How to buy olive oil
- Know your olive oil grades. Olive oil is labeled as Extra Virgin, Virgin, or Olive Oil (sometimes "Classic" "Pure" or "Light-Tasting"). All olive oils have the same number of calories and all have heart-healthy benefits. Extra virgin or virgin olive oils offer additional health benefits because they retain an abundance of vitamins and polyphenols that have antioxidant, anti-inflammatory and antimicrobial properties.
- Look for a best-by date. The best-by date should be as far out as possible, though with proper handling olive oil can keep in a sealed container for about two years.
- Purchase bottles sizes that you will use within a few months of opening. Olive oil degrades when exposed to heat, oxygen and light. The volatile flavor compounds in extra virgin olive oil will dissipate if stored improperly or for too long. Use the oil within a reasonable time of opening for best results.

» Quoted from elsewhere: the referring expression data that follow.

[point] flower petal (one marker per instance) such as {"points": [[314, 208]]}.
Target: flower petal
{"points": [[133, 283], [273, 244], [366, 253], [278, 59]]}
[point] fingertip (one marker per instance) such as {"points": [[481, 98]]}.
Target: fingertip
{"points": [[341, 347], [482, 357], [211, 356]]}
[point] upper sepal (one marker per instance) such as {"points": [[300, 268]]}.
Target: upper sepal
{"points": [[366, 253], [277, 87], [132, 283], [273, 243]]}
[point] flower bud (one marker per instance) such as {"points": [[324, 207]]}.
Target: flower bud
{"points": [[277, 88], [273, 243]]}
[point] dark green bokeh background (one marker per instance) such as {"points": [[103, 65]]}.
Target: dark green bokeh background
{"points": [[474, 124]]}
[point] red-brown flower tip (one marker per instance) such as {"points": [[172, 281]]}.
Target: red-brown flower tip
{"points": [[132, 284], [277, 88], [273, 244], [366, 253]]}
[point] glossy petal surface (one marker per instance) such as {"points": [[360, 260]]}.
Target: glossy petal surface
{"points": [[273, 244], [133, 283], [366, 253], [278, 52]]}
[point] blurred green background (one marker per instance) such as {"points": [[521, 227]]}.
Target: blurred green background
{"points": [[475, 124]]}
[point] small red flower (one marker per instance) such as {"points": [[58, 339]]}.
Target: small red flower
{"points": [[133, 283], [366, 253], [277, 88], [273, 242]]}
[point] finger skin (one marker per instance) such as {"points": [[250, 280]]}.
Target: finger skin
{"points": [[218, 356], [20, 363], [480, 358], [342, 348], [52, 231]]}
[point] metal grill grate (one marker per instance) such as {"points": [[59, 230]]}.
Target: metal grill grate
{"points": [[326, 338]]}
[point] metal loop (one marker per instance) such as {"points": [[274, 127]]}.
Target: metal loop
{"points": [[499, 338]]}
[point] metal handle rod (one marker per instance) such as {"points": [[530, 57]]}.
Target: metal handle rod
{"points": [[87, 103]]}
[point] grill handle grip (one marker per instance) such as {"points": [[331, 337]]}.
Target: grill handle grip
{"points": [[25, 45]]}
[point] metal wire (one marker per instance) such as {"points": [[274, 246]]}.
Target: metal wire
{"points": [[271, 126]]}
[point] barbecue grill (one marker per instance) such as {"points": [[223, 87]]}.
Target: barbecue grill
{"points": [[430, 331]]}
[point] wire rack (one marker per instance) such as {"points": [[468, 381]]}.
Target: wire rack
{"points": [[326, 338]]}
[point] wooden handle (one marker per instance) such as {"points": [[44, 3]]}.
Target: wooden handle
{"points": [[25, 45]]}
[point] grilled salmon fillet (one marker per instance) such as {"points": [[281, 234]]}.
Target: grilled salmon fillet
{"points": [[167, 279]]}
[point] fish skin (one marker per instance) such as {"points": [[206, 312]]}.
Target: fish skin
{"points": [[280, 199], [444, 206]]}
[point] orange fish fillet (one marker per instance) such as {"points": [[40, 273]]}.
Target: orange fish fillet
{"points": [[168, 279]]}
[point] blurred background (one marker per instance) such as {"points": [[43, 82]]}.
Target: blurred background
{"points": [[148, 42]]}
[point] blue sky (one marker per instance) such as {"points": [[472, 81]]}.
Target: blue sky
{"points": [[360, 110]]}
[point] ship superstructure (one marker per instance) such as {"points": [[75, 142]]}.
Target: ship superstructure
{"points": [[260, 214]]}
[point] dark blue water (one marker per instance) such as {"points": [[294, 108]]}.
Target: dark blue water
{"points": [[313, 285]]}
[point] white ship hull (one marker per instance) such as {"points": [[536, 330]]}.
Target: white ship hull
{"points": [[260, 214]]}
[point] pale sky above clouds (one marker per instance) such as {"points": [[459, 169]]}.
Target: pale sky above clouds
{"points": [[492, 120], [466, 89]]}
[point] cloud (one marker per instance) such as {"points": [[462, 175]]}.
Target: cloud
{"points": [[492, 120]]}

- Note the country of origin. This is required by federal labeling laws and is typically found on the back label near the nutritional information and ingredient statement. Oils from different countries are often blended in order to produce a consistent and/or specific flavor profile, so don’t be alarmed if more than one country is listed here.
- Look for quality assurance seals. The bottle may carry an origin seal that indicates the region of origin, USDA Quality Monitored Seal, or the NAOOA Quality Seal. The NAOOA Quality Seal is a guarantee of authenticity and quality that is backed up with sensory testing AND off-the-shelf laboratory testing at least twice a year.
When you get the oil home, smell it and taste it. Experts use their senses of taste and smell to determine olive oil quality. You can taste olive oil at home to detect if your oil has degraded or has other issues with quality. Learn how to taste olive oil in the video below.
5 olive oil buying misconceptions
- Color- The color of an olive oil is not relevant. Color is not an indication of quality, although it can influence a taster’s perception. Professionals use blue-tinted glasses to remove any bias based on color.
- Fridge-test and lamp oil test - Some articles on the internet claim that you can test for olive oil authenticity by using the oil as a fuel source or by putting it in the refrigerator. Neither method works.
- Clear, glass bottles - Dark bottles and tins are best for keeping out light, but olive oil is often sold in clear bottles so consumers can see what they are getting. A glass bottle is not a guarantee of quality.
- Only buy California olive oils - California makes wonderful olive oils and we support the idea of knowing your growers, but California does not produce enough olive oil to meet the demands of consumers. Quality, authentic olive oil comes from many countries including Spain, Italy, Greece, France, Morocco, Tunisia, Portugal, Turkey, Argentina and more!
- Only buy extra virgin olive oil - Extra virgin olive oil is the best, but other olive oils have their uses. Unlike common cooking oils such as vegetable oil, canola, corn and soybean which are solvent-extracted from kernels/seeds, ALL olive oils - including virgin, pure and light-tasting - are physically extracted without the use of solvents. With a milder flavor influence, they are handy for baking and recipes where other flavors should shine. They are often less expensive and have a higher smoke point for high temperature cooking.